# Need feedback on new comics I'm doin'



## skiptown (Nov 13, 2008)

So this is my first time drawing comics. I have never really done this style of art, especially following a sequencial story line. I was hoping y'all could look at the first page and give me some feedback. Specifically things like what do you think is going on so far, what do you think the relationship is between the two characters, can you tell what all the drawings are (especially the food plate in the third frame), if the perspective looks ok and at least semi-realistic etc. I would greatly appreciate any pointers. My scanner sucks and made it kind of blurry and cut the edges off a bit, but I think its still pretty readable if you open it to the whole page.


----------



## Benny (Nov 13, 2008)

I'm having a hard time reading everything but the depth perception and art is great.


----------



## skiptown (Nov 13, 2008)

If you click on the bar at the top of the comic photo it will open in a new page and let you use the magnifying glass tool to enlarge it to its real size which should help with reading that tiny ass writing.


----------



## Benny (Nov 13, 2008)

Now i can read it. i saw the top bar but not the magnifying cursor. haha...i may be wrong but it looks like your ready to get the fuck out of Oakland. Are you writing over 99 probs but a bitch aint one?


----------



## skiptown (Nov 13, 2008)

that was written on the wall at my old house. The story takes place in the summer of 2006. What did you think the relationship was between the two characters? Could you tell the food was tacos?


----------



## Benny (Nov 13, 2008)

I'm not sure what the relationship is between the characters but I know those are tacos by the limes and two tortillas on each one. You have great attention to detail. He's even drinking a Tecate.


----------



## skiptown (Nov 13, 2008)

Its supposed to be me and my roommate and in the last frame I'm talking about my dude at the time. I just wanted to make sure it could appear that Clint and I were living together, but that there wasn't a romantic overtone since we're just buds.


----------



## Benny (Nov 13, 2008)

That is the only thing that I didn't get. It seems like you are talking to the viewer about your boyfriend who is puking.


----------



## skiptown (Nov 13, 2008)

gotcha. I will make sure to clarify that in the next page. I am so fucking glad you knew those were tacos. My roommate thought they were pancakes and her boyfriend was all "I dunno....tiny fancy elf food?"


----------



## Benny (Nov 13, 2008)

I live in southern California....I know what tacos look like. haha. good job


----------



## skiptown (Nov 13, 2008)

good. No one in the pacific northwest has any idea what a taco is supposed to be. They think tacos are supposed to have HARD SHELLS!!! As a taco enthusiast, it is the thing I miss most about Oakland.


----------



## dirty_feet (Nov 13, 2008)

Oh my god tacos. Give me a mutha fuckin' TACO!!!!! Yeah - I could tell they were tacos - definitely. 

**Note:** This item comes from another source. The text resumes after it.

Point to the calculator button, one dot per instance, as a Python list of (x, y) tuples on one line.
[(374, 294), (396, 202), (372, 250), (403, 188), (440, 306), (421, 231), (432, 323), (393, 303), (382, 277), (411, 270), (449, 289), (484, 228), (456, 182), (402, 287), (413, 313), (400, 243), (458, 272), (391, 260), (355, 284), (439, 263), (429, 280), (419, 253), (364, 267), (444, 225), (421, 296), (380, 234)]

Nice rooftop scene! I assumed a platonic relationship due to your positions on the couch, just hanging out and around.

I really like it - you did a good job!


----------



## elokupa (Nov 13, 2008)

a tortilla as i know it is a fried potato omelette..?

anyways, I found the roof tiles and the puking guys hair particularly impressive


----------



## macks (Nov 13, 2008)

it's sweet how everything isn't divided into boxes, but you can still follow it. those are definitely tacos. cool comix!


----------



## finn (Nov 13, 2008)

I can tell what's going on, but the level of detail is pretty incredible and it looks time-consuming... I'd try to have a few squares have less detail, so that the more important parts of the story stick out more, that way I could save some time, but that just might be me.


----------



## skiptown (Nov 14, 2008)

thanks for all the feedback guys n' gals. I really appreciate it.


----------



## zarathustra (Nov 24, 2008)

Maybe you could add a bit more value/shading to draw the eye to important things...I've done a decent amount of graphic novel stuff, I'll upload something.


----------



## skiptown (Dec 10, 2008)

Hey, I'd be stoked to see some of your stuff. Upload!


----------



## ReturnTrip (Mar 10, 2009)

Youre comics are sick skip. you have real artistic talent. I draw some comics but most of them arent as detailed at all and they're just short strips of dry humor from someone whos done way too many hallucinogens:
Bolgia


----------



## john1158 (Mar 10, 2009)

the add/c shirt rules....
i only met you the one time but i would know thats you in the comic....
looks really good....
i alos really want tacos now as well....


----------



## katiehabits (Mar 15, 2009)

i really like the drawing with color. i can't really read what the comic says tho.


----------



## Arapala (Apr 20, 2009)

DUDE!!! These are so awesome! I want to see more!
Do you have a website or anything? You should do some drawings for some zines or something, thatd be rad!


----------



## moe (Jul 4, 2010)

if ur still around here, i'd just like to say the artwork is great. and would like to see more!


----------



## BrittanyTheBananarchist (Jul 4, 2010)

definently awesome! i really like all the textures u used on the ppl and such. very cool!


----------